I work for a midsized bank that's expanding into store-front branches at grocery stores. I've always been able to limit physical access to our telecommunications room to the bank manager and our IT department. However, storefront branches will share a telecommunications room with other businesses, and I'm concerned about the vulnerability of financial and customer information traversing our network. What are our Windows encryption options?

You can use an IP Security Policy to help secure your company's confidential data. On the servers at the datacenter that your branch computers communicate with, you can create an IP Security Policy that requires Encapsulating Security Payload (ESP) mode IPsec connections from computers within the subnets of your store-front branches. Then you need to enable the Client (Respond Only) IP Security Policy on all computers at the new store-front branches. You can automate the process of enabling the policy and ensure that new computers deployed at the branches receive the policy by assigning the Client (Respond Only) policy in a Group Policy Object (GPO) linked to the site corresponding to that branch. With this approach, even employees who use laptops and visit the branch site will pick up the policy.

If you want to avoid using site-linked GPOs—or if you don't have Active Directory (AD) site objects defined for each branch—you can enable Client (Respond Only) on all computers in the domain. That policy doesn't initiate IPsec communications; it simply allows computers to comply when a server requires IPsec.

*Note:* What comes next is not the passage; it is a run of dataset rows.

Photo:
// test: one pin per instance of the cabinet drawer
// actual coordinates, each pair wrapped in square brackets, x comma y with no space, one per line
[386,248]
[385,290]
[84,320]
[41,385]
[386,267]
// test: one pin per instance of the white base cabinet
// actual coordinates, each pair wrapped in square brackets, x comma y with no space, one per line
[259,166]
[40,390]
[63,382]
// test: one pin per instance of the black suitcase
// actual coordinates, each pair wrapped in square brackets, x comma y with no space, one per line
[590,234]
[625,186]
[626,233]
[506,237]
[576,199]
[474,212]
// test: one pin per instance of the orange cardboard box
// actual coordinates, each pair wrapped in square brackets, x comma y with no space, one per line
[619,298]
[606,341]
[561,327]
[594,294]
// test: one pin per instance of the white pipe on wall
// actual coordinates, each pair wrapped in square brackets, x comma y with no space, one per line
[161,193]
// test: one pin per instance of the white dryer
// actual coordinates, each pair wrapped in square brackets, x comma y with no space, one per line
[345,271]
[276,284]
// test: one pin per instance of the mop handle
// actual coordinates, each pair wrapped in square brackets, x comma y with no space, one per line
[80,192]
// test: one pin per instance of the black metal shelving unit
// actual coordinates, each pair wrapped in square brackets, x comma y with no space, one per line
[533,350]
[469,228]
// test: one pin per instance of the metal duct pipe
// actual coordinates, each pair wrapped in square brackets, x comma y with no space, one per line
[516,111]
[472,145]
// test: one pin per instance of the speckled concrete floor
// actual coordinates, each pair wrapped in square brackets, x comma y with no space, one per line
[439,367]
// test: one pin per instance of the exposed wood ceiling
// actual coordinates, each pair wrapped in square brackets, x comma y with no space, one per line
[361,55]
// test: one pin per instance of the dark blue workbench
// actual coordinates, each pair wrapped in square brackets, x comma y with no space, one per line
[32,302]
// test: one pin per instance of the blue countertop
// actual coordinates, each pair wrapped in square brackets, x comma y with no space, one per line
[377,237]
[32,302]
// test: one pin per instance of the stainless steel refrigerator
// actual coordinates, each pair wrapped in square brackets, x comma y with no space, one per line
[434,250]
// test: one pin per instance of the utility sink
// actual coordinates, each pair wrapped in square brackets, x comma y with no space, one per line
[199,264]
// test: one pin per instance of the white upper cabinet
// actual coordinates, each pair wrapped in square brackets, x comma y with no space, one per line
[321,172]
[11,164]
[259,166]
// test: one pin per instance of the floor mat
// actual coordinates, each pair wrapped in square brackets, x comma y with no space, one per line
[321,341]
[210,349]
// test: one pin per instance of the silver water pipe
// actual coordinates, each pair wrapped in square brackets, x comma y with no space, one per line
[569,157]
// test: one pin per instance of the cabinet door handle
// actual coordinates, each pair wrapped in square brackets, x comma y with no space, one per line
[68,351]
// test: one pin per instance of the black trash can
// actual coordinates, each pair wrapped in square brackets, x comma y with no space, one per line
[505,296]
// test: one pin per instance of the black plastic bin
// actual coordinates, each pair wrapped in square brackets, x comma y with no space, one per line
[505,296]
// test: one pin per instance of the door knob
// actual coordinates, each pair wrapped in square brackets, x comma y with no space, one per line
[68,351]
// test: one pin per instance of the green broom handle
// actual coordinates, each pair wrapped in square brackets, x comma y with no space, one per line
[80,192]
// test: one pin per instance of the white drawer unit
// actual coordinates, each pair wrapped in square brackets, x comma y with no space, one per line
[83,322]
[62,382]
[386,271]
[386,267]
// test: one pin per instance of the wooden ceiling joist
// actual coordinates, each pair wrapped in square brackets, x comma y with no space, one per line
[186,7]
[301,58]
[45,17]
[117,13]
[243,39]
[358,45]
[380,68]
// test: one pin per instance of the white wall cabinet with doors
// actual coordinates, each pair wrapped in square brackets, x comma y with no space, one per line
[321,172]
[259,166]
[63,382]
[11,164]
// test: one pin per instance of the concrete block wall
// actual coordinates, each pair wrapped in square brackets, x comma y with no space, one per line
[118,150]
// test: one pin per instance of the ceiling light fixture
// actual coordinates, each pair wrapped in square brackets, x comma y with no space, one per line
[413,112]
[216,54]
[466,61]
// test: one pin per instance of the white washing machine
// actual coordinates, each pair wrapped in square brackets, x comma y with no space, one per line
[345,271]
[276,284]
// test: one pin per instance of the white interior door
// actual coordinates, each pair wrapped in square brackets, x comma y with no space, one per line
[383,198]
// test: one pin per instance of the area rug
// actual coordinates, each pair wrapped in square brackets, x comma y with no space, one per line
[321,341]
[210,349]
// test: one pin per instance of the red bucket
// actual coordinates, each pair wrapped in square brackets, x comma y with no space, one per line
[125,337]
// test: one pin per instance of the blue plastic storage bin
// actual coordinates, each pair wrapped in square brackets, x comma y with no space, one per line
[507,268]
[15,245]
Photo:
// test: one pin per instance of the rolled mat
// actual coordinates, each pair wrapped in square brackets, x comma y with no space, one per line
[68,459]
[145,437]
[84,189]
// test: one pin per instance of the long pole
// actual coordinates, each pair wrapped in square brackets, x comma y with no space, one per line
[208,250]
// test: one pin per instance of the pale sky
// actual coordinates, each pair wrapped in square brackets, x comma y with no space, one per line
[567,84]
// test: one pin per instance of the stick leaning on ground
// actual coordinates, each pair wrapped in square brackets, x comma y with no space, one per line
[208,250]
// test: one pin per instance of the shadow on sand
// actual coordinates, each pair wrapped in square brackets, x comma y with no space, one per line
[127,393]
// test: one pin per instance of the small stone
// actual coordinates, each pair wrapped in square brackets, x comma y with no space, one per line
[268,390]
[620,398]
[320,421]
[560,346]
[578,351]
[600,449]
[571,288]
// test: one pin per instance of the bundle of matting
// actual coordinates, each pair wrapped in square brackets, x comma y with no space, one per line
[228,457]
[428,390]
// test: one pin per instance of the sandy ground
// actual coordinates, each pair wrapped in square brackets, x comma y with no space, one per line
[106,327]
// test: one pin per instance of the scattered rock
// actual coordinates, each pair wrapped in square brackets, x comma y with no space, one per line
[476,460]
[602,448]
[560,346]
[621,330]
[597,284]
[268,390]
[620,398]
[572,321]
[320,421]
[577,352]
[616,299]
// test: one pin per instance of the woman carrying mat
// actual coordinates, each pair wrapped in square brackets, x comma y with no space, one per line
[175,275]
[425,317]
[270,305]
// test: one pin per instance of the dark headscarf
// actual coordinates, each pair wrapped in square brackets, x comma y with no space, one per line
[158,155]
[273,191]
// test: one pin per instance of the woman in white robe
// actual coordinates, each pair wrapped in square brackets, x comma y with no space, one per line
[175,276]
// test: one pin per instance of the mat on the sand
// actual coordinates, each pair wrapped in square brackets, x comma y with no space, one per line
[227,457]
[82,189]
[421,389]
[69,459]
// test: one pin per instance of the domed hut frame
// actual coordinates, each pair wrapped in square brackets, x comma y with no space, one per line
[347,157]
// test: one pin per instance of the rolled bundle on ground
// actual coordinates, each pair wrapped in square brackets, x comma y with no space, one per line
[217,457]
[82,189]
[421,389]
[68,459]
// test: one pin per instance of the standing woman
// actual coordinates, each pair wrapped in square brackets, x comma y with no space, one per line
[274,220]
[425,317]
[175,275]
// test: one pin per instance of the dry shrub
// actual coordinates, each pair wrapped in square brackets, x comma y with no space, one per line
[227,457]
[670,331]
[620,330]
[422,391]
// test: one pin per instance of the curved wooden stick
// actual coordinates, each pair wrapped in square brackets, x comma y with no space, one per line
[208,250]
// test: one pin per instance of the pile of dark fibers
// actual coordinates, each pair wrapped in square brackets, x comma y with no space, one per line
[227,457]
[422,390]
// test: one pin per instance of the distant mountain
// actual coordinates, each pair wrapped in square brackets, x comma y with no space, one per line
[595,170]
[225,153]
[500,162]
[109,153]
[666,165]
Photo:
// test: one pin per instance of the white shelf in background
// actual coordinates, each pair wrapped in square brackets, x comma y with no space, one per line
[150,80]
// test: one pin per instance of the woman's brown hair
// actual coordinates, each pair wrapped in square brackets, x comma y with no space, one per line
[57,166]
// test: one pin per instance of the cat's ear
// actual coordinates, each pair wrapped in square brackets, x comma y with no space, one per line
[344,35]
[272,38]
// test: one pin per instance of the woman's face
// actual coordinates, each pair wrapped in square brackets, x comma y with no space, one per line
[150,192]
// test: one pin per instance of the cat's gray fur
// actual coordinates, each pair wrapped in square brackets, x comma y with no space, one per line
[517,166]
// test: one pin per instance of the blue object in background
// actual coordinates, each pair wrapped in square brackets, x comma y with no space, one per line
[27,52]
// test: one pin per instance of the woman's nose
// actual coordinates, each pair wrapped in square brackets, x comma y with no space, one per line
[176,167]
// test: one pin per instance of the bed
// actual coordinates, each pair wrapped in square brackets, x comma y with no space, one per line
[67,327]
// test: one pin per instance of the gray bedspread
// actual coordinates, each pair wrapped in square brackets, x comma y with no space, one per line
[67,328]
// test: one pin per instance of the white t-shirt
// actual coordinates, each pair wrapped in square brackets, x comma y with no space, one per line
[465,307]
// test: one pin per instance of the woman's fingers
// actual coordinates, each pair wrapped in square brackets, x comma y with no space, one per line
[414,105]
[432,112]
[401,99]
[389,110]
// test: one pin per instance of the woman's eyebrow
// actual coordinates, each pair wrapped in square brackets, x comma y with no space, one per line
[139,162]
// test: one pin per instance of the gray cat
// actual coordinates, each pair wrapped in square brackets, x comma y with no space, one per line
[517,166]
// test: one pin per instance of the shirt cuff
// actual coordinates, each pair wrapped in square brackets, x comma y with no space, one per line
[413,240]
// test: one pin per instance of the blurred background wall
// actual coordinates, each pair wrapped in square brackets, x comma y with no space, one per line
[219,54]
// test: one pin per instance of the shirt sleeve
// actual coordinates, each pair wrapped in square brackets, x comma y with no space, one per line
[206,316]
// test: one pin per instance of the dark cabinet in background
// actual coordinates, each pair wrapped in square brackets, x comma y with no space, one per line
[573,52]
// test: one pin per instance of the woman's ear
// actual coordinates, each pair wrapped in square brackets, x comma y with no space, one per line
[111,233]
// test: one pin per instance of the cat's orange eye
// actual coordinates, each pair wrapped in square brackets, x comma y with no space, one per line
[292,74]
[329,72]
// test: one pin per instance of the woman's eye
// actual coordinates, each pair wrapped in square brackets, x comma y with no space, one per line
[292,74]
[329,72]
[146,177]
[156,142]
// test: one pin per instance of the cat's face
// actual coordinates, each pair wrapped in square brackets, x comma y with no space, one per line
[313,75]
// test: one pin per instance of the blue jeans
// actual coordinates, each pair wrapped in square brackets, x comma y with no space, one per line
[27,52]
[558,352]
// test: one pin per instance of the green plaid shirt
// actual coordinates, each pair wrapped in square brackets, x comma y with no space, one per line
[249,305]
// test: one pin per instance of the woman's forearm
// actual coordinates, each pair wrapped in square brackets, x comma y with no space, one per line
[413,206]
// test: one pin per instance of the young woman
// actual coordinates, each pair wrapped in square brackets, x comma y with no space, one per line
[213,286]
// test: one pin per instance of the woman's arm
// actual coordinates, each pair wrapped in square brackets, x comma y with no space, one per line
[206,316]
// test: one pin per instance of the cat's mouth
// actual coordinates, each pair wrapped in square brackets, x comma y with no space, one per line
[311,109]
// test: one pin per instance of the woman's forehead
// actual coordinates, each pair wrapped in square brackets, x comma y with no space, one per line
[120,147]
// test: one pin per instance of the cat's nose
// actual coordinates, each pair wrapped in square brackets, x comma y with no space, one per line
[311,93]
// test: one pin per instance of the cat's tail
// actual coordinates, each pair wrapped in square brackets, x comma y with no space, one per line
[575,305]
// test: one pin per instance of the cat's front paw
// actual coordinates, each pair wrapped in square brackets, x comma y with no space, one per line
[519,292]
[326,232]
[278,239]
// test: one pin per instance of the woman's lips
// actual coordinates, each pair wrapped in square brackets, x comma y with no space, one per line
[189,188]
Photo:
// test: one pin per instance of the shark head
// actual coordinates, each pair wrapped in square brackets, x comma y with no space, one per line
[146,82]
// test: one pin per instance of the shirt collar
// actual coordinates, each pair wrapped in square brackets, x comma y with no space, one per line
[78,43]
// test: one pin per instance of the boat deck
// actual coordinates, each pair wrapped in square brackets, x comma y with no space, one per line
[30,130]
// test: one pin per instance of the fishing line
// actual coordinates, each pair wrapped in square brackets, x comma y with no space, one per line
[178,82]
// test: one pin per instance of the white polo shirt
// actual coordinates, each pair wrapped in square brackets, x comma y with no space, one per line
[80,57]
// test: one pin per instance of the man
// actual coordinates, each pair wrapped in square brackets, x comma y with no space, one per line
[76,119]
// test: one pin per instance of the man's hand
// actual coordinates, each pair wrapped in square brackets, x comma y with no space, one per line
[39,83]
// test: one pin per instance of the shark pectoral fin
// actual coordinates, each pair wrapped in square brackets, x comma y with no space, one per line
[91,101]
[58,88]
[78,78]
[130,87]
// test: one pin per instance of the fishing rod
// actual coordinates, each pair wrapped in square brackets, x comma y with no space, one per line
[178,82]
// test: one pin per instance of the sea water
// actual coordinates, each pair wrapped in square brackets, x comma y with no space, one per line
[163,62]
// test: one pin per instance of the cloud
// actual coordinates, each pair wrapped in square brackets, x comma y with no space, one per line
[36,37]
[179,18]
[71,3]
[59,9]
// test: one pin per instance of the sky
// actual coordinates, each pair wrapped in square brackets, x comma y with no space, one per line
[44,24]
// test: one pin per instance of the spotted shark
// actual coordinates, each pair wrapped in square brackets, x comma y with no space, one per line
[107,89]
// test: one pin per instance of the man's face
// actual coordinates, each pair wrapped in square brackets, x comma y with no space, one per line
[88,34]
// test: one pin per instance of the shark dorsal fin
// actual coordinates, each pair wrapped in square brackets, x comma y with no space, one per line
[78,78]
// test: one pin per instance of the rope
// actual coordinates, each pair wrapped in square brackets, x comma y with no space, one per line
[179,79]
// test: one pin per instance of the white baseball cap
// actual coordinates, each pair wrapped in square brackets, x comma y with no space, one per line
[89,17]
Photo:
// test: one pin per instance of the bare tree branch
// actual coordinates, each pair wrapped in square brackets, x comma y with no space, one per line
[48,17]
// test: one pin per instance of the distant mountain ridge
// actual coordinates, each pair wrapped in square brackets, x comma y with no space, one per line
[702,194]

Enabling Client (Respond Only) on all computers also eliminates the possibility that a user from the bank's headquarters might take a hibernating laptop to a branch site. If such a laptop came back up on the branch's subnet, it would receive a new IP address, but it wouldn't reapply Group Policy until the next scheduled refresh. The laptop wouldn't pick up the site-linked GPO that enables IPsec, and therefore wouldn't be able to access the datacenter servers that require IPsec until it refreshes.

Be aware that the bank might have legal requirements for the types of encryption (e.g., algorithm, key size) that it must use, so be sure to comply with those requirements.